Well I go there sometimes (or should I say I used to?) because they have nicer toys for my kids than McDonald’s. We got mini story books once. Another time it was a set of interlocking toys that had a fully-working compass, a pack of note paper with its own compartment, and a laser light pointer among other wonders!
Almost every single time we went there for a meal we got friendly service. Wait, there was this one time I remember getting funny looks when I went on my own. I had to say things over and over before they understood me. I certainly remember the funny look. It wasn’t that much different from that waitress in the ad!
Since that ad was shown some months ago I’ve had semi-taunts thrown at me by more than a handful of people. First I thought it was just a rare thing, like this burly looking guy out to poke fun at just anybody. He came to my car and said “Were you in that Wimpy ad?” I said no, definitely not. Then he insisted “Are you sure? Are you sure? The guy there looks just like you!” I just shook my head as he smirked and chuckled. What do you say to idiots who accost you?
I had a less aggressive but no less infuriating experience at a stationery shop, pretty much a toned down repeat performance of ignorance.
It seems to be more common than I thought. Even as the last tourists were leaving the FIFA World Cup venues this year bands of idiots once again waved the terrifying flags of xenophobia. Something like “We got your money, now run!”
Or have I just lost my sense of humour?
I can only blame the ad agency for such an ad that rouses what seems to be a lurking nastiness among the more ignorant population. What can one do?
-o-
Well I decided to write this. The next move is to tell the execs to read it. Then what? We’ll see. Or we won’t. I may not be part of their demographics. I can always go to a different grease factory.
I wasn’t born here. Everything was alien to me when I first arrived. Check that. I was the alien.
I gawked at the strangeness of the world I had come upon. From high up in the air curious circles dotted much of the landscape. Gold brown fields appeared like carefully braided locks of hair. Then the mountains came into view, majestic and ancient, bounded by deep blue waters.
When I had the chance to meet the inhabitants of this new world I was even more dumbfounded. Some walked with unimaginable weights on their heads, like TV sets and sofas. Some sang at the drop of a hat even in crowded trains. Others greeted me like a neighbour from a common village. Wonder and unexpected connections nearly every day.
And then there were those who sensed the alien blood in me. They must have felt the intrusion of the shadow around my feet, saw my unusual gait, shape of eyes, my hair. These folks made me aware of the blast of winter air, made me shiver. I knew I was unwelcome among them.
I had arrived the very same year this country survived its first democratic elections. The whole world was in awe. Mandela, de Klerk, and Tutu quickly became household names. Boundaries were broken, new bridges spanned old differences.

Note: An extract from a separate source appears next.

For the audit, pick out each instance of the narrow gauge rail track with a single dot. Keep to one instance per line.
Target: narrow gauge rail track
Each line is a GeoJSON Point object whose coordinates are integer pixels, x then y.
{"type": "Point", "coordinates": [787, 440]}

That was then. These days different names are hitting the headlines. Malema, Terre’Blance. Cracks that were perhaps smoothed over are showing again. Seeping smell of blood.
They say this is a land of possibilities. It was possible in 1994, why not now? What has changed? What has remained the same?
Sometimes it takes an outsider to see the difference, or what hasn’t changed at all.
Within a few years of my staying here I was, at least on paper, declared a citizen, and very much to my surprise.
Yet deep inside I know I’m still an alien. Some people I happen to bump on the street still remind me of that every now and again. The shadows are there.
The odd thing is that I’ve come to love this strange land like my own distant home. I can’t imagine leaving it, good or bad.